It really is a long time now since what were, arguably, the National Lottery's glory years on TV.
Here's the draw in its imperial, mid-90s incarnation. Everything is present: bombastic fanfares, guests the likes of Pavarotti and Elton John, a simulcast "live on BBC1 - and Radio 1!", and a massive studio audience, whipped into a fiduciary frenzy by Sir Bob Monkhouse. "I know I'm a sinner - but make me a winner!"
This clip is even better, though, for being the time that the chosen machine, Guinevere, broke down, reducing Alan Deddicoat and Bob to a bit of improvised banter, Bob to wield a ludicrously outdated stick microphone, and Drawmaster John Willan to mumble a stilted lengthy apology.

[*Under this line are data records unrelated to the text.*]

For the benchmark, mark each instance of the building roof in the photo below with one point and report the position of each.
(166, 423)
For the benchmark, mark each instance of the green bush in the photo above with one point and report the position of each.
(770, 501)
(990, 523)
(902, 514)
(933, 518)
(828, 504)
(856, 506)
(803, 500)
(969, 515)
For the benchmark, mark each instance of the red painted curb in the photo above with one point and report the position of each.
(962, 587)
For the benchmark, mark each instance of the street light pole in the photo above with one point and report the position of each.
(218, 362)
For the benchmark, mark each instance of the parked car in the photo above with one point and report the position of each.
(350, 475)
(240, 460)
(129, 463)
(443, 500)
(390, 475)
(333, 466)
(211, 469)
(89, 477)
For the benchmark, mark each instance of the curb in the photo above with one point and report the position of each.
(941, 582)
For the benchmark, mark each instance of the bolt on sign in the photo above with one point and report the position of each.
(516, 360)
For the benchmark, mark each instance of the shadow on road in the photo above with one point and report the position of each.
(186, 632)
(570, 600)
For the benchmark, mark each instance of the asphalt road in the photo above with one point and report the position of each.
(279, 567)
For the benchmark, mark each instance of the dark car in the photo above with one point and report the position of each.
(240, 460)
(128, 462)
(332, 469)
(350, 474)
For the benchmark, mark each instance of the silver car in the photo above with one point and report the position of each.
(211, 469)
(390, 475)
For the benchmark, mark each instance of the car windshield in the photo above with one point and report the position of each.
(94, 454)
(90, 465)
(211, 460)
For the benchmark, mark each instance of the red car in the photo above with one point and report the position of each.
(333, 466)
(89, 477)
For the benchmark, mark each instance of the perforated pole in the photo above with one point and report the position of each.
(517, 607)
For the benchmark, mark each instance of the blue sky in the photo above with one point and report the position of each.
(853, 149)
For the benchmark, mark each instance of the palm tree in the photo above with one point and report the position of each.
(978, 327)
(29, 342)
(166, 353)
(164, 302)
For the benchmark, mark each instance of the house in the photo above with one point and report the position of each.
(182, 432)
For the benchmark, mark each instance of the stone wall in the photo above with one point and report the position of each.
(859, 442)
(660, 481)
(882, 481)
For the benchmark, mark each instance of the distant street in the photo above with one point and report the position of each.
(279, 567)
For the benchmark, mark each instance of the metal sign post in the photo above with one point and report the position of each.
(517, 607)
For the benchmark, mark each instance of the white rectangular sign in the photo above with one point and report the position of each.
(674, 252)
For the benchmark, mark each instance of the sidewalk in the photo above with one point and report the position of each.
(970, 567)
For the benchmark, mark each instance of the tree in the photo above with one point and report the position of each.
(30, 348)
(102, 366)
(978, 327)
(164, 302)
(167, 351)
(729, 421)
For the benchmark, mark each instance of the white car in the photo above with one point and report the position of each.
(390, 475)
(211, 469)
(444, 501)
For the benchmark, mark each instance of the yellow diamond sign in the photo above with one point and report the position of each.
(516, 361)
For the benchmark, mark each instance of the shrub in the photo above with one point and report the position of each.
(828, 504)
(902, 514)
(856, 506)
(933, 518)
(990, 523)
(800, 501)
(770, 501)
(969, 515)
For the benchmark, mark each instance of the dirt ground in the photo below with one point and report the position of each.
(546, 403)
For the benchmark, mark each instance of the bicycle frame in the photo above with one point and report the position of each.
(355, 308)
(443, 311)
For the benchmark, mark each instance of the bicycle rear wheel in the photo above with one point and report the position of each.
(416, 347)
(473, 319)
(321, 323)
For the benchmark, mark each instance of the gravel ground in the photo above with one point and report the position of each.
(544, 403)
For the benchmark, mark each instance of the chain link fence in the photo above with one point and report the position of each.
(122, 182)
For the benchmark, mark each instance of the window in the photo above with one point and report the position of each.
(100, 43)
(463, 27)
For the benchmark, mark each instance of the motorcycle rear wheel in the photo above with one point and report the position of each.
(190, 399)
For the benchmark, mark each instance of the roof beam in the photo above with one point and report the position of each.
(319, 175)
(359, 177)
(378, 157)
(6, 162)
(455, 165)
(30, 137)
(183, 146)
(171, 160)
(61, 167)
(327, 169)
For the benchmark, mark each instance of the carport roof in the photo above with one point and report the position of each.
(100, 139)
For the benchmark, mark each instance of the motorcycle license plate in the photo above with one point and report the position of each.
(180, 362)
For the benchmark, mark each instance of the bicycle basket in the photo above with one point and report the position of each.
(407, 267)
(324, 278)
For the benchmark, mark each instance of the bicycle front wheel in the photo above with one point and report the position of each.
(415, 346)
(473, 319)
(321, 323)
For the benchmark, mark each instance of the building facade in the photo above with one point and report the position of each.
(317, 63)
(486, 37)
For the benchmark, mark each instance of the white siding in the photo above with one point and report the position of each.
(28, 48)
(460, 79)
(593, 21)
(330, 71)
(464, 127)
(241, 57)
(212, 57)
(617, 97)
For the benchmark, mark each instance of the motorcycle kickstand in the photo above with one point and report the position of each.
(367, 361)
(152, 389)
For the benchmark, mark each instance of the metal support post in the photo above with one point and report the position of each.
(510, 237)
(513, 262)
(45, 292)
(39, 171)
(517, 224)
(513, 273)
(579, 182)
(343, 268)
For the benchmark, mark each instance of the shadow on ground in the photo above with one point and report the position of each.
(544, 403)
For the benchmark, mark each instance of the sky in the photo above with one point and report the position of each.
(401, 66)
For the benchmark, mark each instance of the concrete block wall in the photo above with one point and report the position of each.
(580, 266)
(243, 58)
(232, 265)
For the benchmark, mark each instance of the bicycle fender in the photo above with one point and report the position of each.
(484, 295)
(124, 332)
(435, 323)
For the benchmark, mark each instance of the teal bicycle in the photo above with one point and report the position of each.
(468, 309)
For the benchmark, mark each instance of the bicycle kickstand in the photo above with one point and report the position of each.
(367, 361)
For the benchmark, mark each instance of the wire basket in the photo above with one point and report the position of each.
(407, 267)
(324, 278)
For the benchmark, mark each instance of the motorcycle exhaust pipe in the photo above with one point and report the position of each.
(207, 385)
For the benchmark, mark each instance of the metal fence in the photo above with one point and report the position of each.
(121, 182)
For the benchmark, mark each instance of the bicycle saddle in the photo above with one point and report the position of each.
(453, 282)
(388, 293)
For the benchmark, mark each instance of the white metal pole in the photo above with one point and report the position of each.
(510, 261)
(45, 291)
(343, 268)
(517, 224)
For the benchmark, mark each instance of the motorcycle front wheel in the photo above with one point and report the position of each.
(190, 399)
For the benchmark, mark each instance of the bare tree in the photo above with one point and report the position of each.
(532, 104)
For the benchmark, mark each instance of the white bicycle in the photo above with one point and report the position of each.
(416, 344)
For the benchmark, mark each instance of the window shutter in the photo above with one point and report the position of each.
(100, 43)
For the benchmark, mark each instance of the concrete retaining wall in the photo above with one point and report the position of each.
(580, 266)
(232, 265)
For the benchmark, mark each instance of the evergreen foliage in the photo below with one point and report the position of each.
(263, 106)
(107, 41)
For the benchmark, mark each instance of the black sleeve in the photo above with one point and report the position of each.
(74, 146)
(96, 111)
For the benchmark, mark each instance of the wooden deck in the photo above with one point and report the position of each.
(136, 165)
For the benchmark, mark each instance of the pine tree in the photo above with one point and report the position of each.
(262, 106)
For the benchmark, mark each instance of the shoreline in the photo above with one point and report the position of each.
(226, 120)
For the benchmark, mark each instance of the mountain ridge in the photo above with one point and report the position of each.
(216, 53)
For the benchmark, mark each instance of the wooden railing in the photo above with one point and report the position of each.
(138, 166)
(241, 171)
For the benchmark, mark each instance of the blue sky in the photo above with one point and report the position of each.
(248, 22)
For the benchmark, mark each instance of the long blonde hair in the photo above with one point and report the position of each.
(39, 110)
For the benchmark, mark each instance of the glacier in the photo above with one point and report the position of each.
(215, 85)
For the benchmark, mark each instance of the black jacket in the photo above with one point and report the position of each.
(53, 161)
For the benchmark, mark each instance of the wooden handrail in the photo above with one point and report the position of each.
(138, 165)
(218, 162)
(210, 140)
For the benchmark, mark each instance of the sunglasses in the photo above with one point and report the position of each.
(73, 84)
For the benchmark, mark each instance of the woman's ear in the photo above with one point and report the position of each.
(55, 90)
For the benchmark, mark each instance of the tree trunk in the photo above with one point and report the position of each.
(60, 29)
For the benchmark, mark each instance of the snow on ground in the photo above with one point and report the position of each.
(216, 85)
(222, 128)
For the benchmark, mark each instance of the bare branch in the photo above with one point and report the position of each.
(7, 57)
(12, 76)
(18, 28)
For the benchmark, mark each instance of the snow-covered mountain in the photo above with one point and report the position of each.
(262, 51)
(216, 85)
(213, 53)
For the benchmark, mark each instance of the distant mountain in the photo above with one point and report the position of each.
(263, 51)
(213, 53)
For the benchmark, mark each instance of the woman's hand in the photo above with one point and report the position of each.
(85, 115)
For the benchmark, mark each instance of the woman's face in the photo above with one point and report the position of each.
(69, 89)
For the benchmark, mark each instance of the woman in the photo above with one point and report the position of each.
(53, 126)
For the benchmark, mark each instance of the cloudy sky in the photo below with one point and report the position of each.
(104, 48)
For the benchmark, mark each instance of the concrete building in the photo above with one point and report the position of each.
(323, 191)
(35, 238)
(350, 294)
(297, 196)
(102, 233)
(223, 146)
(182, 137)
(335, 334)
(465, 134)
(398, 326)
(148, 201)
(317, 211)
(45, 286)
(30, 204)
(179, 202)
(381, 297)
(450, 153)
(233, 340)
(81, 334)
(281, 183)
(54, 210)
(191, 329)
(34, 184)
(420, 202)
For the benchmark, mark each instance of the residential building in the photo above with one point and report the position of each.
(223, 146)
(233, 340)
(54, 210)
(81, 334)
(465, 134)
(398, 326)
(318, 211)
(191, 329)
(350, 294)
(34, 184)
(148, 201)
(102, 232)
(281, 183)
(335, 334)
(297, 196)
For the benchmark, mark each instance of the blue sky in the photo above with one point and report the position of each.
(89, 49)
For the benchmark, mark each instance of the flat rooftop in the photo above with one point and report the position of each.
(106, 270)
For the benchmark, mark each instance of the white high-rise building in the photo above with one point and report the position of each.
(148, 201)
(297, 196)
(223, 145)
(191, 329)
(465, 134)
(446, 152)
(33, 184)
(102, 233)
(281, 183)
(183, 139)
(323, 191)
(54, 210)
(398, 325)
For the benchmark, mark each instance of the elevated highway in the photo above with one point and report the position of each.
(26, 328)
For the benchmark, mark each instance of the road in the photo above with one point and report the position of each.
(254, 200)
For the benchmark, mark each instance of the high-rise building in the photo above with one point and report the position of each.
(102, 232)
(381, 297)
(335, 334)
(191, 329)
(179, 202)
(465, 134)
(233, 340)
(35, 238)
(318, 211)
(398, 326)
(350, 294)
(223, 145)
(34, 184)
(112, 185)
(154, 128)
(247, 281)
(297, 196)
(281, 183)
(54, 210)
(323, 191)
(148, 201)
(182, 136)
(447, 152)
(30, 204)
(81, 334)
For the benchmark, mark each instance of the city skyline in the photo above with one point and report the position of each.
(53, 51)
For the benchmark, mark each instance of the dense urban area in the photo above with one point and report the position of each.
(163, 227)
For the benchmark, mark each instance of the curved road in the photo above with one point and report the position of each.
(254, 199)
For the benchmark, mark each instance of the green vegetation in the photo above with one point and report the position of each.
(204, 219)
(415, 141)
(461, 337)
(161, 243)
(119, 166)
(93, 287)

Did the results turn up during Casualty?
21 hours ago
2 comments:
The results actually followed Casualty, and I taped them because the British Comedy Awards were on the other side. It happened because John had left the back door of the machine open, the silly sod.
Course, we couldn't have had any banter with Pav and Elt because they were on tape, and sadly in Lord Bob's diaries for this day, there's nothing about the machine breaking down, but he does say both Pav and Elt moaned about how much they hated that song, and only did it because they thought the other one liked it.
Nobody saw it, because nobody's interested anymore, but the other Wednesday, the Thunderball machine fucked up and didn't draw a ball, so they had to reset it and try again, and Deadly kept announcing they would have to check if it was "a legal draw" and to stay tuned to BBC1 until gone midnight for them to confirm it.
As above, and Bob changed his line from "I know I'm a sinner but make me a winner" to "I know I'm a jerk, but please make this work".